Caspian never cared much for people. Not before the world went to hell, and especially not after.
Even before the outbreak, he’d kept his circle small. Grew up watching how easily people lied, how quick they were to disappear when things got hard. But it was the apocalypse that carved that truth into bone, because when things fell apart, it wasn’t the infected that took his little sister from him. It was people. Desperate. Armed. Willing to trade a child’s life for a way out.
He learned early not to trust anyone. Not to believe in promises or mercy. Just steel, instinct, and keeping your back to the wall.
But then there was you.
Bright in all the wrong ways, strange in every way that should’ve driven him insane. Always muttering to yourself, scribbling notes with blood still drying on your gloves. Obsessed with questions no sane person asked anymore. And yet… you never looked at him like he was broken. Like his quiet meant empty.
You were chaos, and somehow, he didn’t mind the noise.
Now here you are, crouched too close to the infected again, hand reaching out like you’re trying to pet the damn thing. Like it’s some specimen under glass instead of a corpse waiting to bite.
Caspian catches your wrist before you get any closer. His grip is rough, firm enough to stop, not hurt. He doesn’t speak right away. Just watches you with that same dead-serious stare, jaw tight, a muscle ticking in his cheek like he’s chewing down something sharp.
Then, flat and low, “Don’t.”
He doesn’t say it twice. Doesn’t need to.

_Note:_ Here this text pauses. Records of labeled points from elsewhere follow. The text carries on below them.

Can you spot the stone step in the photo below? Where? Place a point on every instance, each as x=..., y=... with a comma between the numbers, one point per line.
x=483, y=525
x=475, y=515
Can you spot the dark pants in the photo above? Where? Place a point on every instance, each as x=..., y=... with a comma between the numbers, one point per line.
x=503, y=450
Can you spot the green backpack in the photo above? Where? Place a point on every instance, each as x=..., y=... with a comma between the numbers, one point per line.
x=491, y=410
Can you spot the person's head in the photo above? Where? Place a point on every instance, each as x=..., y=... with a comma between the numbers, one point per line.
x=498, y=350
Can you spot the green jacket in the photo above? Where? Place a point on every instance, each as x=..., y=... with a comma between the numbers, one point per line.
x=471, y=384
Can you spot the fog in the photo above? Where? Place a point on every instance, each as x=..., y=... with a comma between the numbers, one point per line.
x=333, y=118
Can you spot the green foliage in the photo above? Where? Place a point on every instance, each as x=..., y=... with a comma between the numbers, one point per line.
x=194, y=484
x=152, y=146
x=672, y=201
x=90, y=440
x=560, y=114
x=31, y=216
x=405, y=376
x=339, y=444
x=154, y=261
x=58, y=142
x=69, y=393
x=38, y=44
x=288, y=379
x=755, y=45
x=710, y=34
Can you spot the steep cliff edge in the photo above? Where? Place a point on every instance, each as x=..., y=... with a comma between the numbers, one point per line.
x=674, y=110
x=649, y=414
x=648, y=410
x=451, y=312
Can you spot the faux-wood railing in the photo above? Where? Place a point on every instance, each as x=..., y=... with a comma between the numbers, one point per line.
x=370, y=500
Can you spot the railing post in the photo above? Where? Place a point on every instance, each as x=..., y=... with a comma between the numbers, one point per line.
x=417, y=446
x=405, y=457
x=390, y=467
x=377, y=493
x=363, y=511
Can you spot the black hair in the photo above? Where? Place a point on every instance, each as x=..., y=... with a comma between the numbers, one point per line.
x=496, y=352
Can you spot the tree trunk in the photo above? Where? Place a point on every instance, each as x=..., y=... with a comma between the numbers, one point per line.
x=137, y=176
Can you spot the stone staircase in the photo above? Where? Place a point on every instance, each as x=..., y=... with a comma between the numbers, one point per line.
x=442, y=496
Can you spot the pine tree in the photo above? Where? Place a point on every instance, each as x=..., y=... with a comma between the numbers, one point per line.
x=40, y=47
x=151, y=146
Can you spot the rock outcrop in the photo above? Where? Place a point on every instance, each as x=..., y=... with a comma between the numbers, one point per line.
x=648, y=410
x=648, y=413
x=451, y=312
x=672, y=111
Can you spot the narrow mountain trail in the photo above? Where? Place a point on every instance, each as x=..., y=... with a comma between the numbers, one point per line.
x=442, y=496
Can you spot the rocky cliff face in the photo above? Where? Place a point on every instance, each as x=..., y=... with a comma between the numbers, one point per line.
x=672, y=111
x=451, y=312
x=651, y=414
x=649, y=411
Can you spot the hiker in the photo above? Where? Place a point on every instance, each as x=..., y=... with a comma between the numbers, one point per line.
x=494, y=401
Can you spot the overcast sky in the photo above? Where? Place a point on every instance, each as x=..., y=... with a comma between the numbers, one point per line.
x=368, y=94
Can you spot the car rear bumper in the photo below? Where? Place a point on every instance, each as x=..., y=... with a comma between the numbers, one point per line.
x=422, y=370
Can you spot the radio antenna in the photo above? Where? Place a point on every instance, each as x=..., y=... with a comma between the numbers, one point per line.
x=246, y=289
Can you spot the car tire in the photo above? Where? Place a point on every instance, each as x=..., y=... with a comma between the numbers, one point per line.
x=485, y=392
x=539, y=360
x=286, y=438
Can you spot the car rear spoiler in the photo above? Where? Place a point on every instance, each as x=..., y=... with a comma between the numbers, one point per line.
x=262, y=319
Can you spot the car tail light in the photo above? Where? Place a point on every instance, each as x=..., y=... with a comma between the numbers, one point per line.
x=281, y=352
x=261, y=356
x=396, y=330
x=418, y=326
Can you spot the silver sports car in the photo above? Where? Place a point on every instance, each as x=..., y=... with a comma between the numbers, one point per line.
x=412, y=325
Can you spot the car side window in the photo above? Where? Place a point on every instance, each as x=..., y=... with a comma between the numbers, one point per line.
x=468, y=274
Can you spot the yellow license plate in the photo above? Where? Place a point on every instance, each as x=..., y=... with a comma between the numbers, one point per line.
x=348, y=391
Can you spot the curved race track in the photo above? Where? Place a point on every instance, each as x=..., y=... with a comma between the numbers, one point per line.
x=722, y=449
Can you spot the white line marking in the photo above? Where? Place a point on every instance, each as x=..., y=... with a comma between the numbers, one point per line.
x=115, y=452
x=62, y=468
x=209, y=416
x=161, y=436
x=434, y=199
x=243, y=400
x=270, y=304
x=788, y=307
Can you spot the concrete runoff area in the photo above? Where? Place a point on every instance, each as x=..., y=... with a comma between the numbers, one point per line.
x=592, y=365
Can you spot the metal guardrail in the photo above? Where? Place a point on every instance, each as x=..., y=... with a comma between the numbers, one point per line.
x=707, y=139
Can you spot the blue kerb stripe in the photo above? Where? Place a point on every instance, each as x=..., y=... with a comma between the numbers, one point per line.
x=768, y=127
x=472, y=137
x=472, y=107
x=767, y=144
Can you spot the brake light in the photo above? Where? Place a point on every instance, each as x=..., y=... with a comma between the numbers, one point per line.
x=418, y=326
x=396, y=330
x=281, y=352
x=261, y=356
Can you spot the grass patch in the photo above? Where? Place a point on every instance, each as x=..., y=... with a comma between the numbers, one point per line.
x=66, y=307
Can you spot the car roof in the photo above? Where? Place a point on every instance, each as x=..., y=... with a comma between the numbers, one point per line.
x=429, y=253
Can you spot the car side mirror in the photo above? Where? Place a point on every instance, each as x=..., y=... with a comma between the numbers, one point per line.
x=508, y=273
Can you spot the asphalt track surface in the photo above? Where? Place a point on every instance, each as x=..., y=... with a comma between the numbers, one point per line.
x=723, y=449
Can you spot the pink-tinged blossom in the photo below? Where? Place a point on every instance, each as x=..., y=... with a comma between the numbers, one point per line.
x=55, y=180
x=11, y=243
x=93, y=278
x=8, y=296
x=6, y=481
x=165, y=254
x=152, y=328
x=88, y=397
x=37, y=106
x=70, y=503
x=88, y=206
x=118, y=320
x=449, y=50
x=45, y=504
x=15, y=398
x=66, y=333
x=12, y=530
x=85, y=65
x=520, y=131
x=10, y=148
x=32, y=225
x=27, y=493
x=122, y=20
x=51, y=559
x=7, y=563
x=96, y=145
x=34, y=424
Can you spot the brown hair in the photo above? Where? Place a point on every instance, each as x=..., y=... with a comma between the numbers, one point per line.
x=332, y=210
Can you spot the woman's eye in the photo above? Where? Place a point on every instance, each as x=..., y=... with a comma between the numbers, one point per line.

You’re always doing this, testing boundaries, chasing answers too close to the edge. He’s not a scientist. Doesn’t care about your charts or samples. What he cares about is that you’re still breathing. Still here. And not a twitch away from turning into one of them because of a bad angle or a stupid mistake.
He’s seen it happen. More times than he can count. He’s had to end it, too. Fast, clean, before it got worse. You don’t get it, not really. You think danger is something you can measure, something you can outsmart. But out here? It’s hunger. It’s instinct. It’s a twitch too slow and then it’s teeth.
You scare the hell out of him. And he hates that. Hates how close you get to the edge, how close you make him feel to something he thought he buried a long time ago. Still, he stays close. Always close. Never says it, but he’s your shadow now. Not because he trusts you to be careful, but because he knows you won’t be. And there’s no one else he trusts to keep you alive.
Zombies? He can handle those. People? They’re worse. Slippery. Selfish. He’s learned that.
Yet you. You’re different. And that terrifies him most of all.
Because if something ever happens to you, he doesn’t know who he’ll be when the dust settles. Or if there’ll be anything left of him at all.